Dalam acara tersebut, turut hadir Wakil Menteri Desa dan PDT, Ahmad Riza Patria. Agenda pelantikan dirangkaikan dengan pengambilan sumpah jabatan, penandatanganan perjanjian kinerja, serta pakta integritas bagi Pimpinan Tinggi Madya dan Pejabat Administrator di lingkungan Kemendes PDT.

Fokus Pengawasan Dana Desa dan Program Koperasi Desa Merah Putih

Menteri Yandri menegaskan bahwa penguatan fungsi pengawasan menjadi kebutuhan mendesak.

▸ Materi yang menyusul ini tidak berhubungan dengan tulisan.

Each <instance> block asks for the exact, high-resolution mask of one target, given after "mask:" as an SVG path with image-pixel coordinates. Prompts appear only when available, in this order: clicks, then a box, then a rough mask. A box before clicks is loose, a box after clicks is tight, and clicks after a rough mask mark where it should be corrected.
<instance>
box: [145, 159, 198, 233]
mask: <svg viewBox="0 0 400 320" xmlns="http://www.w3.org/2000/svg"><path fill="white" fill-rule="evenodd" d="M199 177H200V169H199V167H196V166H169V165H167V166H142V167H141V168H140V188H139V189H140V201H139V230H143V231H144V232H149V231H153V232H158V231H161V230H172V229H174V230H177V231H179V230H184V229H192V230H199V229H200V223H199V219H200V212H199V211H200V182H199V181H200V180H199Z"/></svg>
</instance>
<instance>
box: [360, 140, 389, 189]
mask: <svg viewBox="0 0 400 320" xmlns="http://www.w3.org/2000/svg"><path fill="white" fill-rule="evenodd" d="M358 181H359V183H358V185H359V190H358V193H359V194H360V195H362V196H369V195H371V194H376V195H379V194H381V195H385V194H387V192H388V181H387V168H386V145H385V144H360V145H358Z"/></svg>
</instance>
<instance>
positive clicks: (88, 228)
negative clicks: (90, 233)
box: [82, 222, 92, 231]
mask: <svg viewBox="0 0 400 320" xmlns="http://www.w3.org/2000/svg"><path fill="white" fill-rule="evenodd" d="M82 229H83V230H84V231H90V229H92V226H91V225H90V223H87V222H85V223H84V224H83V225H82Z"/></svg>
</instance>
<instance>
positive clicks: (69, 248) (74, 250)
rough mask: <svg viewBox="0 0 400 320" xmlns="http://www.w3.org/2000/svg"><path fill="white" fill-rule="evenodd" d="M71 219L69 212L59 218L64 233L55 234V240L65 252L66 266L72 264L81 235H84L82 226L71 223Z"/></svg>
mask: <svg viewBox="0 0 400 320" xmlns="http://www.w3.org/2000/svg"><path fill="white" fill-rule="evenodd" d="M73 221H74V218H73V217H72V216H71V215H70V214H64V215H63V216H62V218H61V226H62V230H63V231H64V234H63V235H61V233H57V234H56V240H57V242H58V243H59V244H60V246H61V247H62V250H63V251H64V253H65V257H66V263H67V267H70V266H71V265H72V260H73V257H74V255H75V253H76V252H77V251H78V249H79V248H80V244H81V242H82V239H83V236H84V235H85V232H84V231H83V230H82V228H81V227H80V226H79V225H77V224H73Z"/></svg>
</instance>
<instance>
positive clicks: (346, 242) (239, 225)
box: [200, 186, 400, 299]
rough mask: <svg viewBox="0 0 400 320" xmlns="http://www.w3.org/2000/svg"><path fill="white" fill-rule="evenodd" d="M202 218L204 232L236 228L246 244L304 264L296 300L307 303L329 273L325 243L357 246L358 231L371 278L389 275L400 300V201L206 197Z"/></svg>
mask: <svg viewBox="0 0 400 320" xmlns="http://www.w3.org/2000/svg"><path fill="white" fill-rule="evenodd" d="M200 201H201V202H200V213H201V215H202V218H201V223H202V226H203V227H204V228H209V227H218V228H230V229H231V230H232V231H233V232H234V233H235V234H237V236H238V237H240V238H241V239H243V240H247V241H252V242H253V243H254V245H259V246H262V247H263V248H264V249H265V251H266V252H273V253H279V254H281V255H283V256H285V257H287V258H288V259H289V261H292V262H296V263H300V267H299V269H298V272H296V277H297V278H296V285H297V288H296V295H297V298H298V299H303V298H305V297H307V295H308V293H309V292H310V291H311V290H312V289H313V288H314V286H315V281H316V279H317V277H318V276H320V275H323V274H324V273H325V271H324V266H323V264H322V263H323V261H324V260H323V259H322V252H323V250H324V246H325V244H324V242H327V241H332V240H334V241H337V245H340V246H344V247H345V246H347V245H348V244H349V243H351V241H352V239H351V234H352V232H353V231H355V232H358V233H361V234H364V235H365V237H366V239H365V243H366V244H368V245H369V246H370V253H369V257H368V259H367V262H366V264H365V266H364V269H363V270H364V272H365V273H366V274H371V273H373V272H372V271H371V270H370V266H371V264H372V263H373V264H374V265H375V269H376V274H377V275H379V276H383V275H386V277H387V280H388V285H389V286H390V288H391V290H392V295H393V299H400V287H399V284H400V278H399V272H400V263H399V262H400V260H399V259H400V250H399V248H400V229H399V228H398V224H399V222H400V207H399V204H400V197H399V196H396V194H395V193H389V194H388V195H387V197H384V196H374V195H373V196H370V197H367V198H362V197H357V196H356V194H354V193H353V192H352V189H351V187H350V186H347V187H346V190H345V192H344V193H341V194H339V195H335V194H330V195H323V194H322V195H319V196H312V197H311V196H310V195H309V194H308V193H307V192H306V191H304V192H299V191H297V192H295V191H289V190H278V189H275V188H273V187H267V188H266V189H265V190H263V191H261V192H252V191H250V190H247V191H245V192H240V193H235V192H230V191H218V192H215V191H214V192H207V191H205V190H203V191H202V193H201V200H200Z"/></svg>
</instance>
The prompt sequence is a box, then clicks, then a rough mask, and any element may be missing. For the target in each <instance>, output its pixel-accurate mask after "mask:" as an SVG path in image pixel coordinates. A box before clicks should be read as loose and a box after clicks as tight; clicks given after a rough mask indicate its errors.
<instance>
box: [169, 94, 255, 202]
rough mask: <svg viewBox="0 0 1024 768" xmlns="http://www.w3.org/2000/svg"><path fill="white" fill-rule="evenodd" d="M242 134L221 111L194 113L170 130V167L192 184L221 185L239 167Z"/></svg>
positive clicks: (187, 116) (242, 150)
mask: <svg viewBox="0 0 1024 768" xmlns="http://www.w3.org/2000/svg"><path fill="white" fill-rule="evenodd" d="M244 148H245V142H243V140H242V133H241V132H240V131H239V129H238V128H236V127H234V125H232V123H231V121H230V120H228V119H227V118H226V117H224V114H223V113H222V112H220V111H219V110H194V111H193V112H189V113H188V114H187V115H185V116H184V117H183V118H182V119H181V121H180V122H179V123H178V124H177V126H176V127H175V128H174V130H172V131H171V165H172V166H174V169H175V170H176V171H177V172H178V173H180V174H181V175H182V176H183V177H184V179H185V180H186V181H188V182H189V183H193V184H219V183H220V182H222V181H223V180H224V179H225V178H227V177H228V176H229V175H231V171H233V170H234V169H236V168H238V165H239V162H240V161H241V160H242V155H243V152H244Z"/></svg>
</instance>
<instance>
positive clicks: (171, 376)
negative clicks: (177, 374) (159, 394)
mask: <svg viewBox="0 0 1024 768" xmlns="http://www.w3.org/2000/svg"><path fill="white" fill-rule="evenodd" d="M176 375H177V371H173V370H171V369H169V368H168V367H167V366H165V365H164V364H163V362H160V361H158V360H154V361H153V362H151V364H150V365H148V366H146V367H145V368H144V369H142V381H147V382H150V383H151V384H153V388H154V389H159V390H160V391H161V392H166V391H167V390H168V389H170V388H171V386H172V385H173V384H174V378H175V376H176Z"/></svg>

Hal ini mengingat besarnya alokasi dana desa serta banyaknya program strategis pemerintah yang langsung menyentuh masyarakat desa.
“Kita butuh pengawasan hebat dan kuat di Kemendes. Desa kita banyak, dana desa besar, ada program Koperasi Desa Merah Putih. Hari ini program Bapak Presiden menyasar ke desa,” tegas Yandri.
Program seperti Koperasi Desa Merah Putih dan agenda pembangunan desa dalam kerangka Asta Cita ke-6 menjadi prioritas utama yang membutuhkan pengawalan ketat. Pengawasan internal yang solid dinilai penting untuk mencegah penyimpangan sekaligus meningkatkan transparansi dan akuntabilitas pengelolaan anggaran.

Perkuat Tata Kelola dan Cegah Penyalahgunaan Wewenang

Pelantikan Masyhudi sebagai Irjen diharapkan mampu memperkuat fungsi audit, evaluasi, serta monitoring seluruh program Kemendes PDT. Pengawasan yang efektif akan memastikan setiap kebijakan benar-benar berdampak langsung bagi masyarakat desa dan daerah tertinggal.

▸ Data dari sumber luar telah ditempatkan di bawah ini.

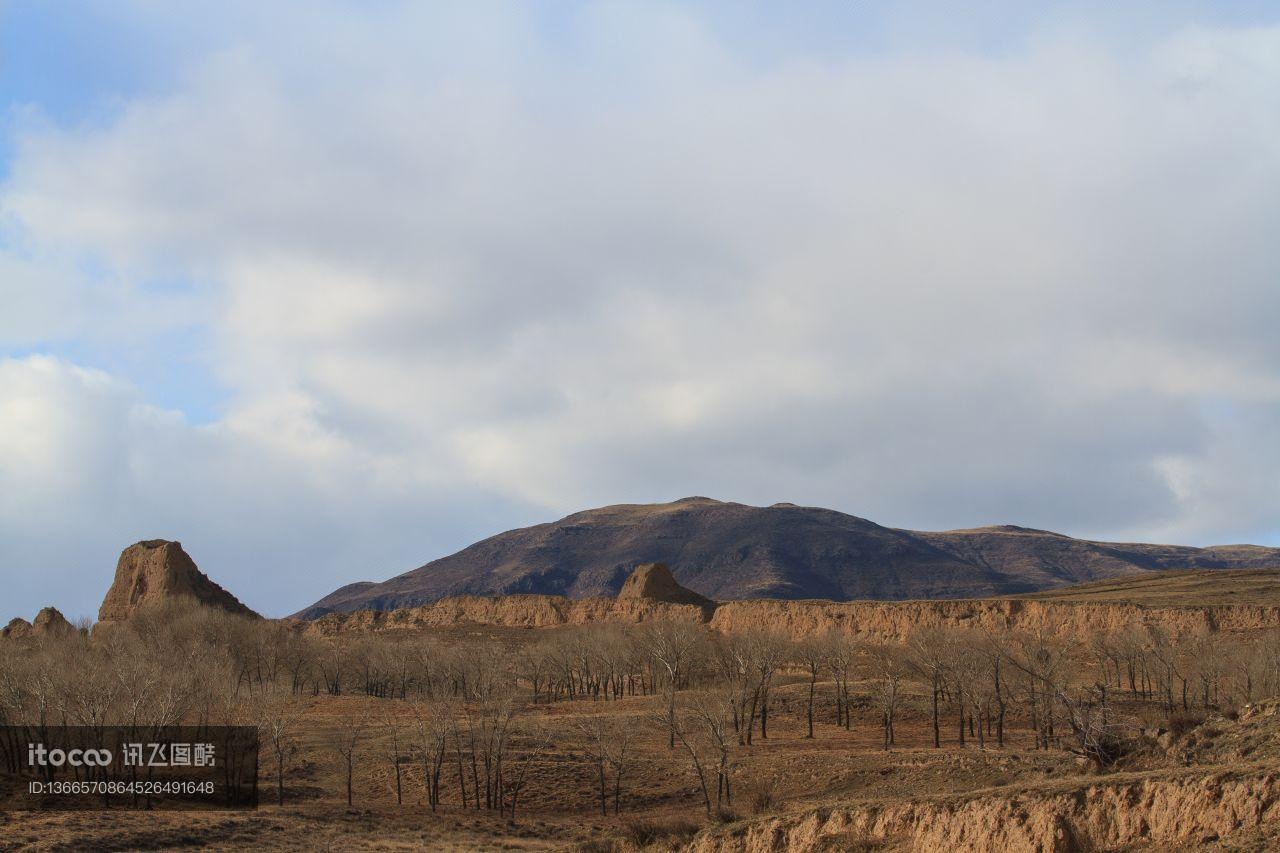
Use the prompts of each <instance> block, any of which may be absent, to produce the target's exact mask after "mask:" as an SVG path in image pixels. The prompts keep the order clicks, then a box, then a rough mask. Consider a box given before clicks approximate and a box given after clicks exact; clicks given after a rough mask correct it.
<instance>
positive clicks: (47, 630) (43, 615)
mask: <svg viewBox="0 0 1280 853" xmlns="http://www.w3.org/2000/svg"><path fill="white" fill-rule="evenodd" d="M31 633H32V634H36V635H37V637H65V635H68V634H74V633H76V626H74V625H72V624H70V622H69V621H67V617H65V616H63V615H61V612H60V611H59V610H58V608H56V607H45V608H44V610H41V611H40V612H38V613H36V619H35V620H33V621H32V622H31Z"/></svg>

Menurut Yandri, sistem pengawasan yang kuat juga menjadi kunci menjaga kepercayaan publik terhadap pengelolaan dana desa. Ia memastikan seluruh mekanisme berjalan terbuka dan bebas dari praktik pungutan liar (pungli).
“Pengawasan dilakukan secara ketat bersama guna menjamin tidak ada celah penyalahgunaan kewenangan,” ujarnya.
Komitmen Jalankan Asta Cita dan Program Presiden

Yandri menekankan bahwa tugas Kemendes PDT semakin besar seiring mandat Presiden dalam Asta Cita ke-6 yang menitikberatkan pembangunan dari desa. Karena itu, dibutuhkan tim yang solid, kompak, dan berintegritas.
“Kemendes tugasnya banyak sekali dari Bapak Presiden dengan Asta Cita ke-6. Maka perlu tim yang kompak, perlu kebersamaan, perlu keguyuban kita semua,” tuturnya.
Ia juga mengingatkan bahwa tanggung jawab besar tersebut harus dijalankan dengan penuh keikhlasan dan profesionalisme, serta menjauhi segala bentuk praktik yang mencederai amanah rakyat.

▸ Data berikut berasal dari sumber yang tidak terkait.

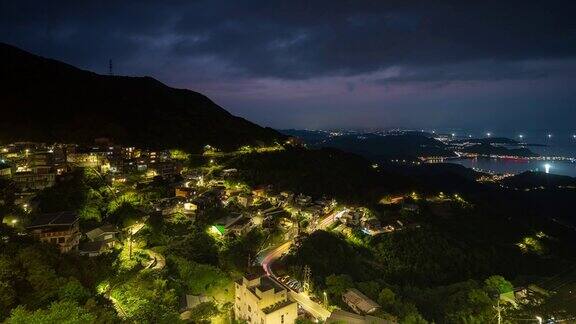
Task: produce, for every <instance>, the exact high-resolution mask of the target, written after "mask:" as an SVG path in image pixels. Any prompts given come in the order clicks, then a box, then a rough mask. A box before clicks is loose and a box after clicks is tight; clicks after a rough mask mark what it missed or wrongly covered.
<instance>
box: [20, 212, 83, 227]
mask: <svg viewBox="0 0 576 324" xmlns="http://www.w3.org/2000/svg"><path fill="white" fill-rule="evenodd" d="M76 222H78V215H76V213H74V212H71V211H63V212H58V213H50V214H42V215H38V216H36V217H34V219H33V220H32V223H31V224H30V225H29V226H28V227H27V228H29V229H34V228H38V227H47V226H50V227H57V226H71V225H73V224H74V223H76Z"/></svg>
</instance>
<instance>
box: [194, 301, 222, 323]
mask: <svg viewBox="0 0 576 324" xmlns="http://www.w3.org/2000/svg"><path fill="white" fill-rule="evenodd" d="M219 313H220V312H219V311H218V307H217V306H216V304H214V302H211V301H210V302H204V303H200V304H198V305H196V307H194V308H192V309H191V310H190V320H192V321H193V322H194V323H198V322H205V321H209V320H210V319H211V318H212V317H214V316H216V315H218V314H219Z"/></svg>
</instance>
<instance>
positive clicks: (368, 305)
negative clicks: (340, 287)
mask: <svg viewBox="0 0 576 324" xmlns="http://www.w3.org/2000/svg"><path fill="white" fill-rule="evenodd" d="M342 298H344V299H345V300H346V301H347V302H348V303H351V304H354V305H355V306H356V307H358V309H360V310H361V311H363V312H365V313H371V312H373V311H374V310H375V309H376V308H379V307H380V305H378V304H377V303H376V302H375V301H373V300H372V299H370V298H368V297H367V296H366V295H364V294H363V293H361V292H360V291H359V290H358V289H355V288H352V289H348V291H346V292H345V293H344V294H343V295H342Z"/></svg>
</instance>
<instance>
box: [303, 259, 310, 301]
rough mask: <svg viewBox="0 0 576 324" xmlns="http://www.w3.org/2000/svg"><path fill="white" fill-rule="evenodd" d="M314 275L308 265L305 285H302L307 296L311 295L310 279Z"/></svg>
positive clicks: (304, 282)
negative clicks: (307, 294)
mask: <svg viewBox="0 0 576 324" xmlns="http://www.w3.org/2000/svg"><path fill="white" fill-rule="evenodd" d="M311 275H312V270H310V267H309V266H308V265H305V266H304V284H303V285H302V286H303V288H304V292H305V293H306V294H310V277H311Z"/></svg>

Harapan untuk Irjen Baru Kemendes PDT

Dengan dilantiknya Masyhudi sebagai Irjen Kemendes PDT, diharapkan pengawasan internal semakin optimal dan responsif terhadap potensi risiko penyimpangan. Langkah ini sekaligus mempertegas komitmen Kemendes PDT dalam mewujudkan tata kelola pemerintahan yang bersih, transparan, dan akuntabel.

Penguatan Inspektorat Jenderal menjadi fondasi penting dalam memastikan dana desa, program pembangunan, dan berbagai kebijakan strategis benar-benar memberikan manfaat nyata bagi jutaan masyarakat desa di seluruh Indonesia.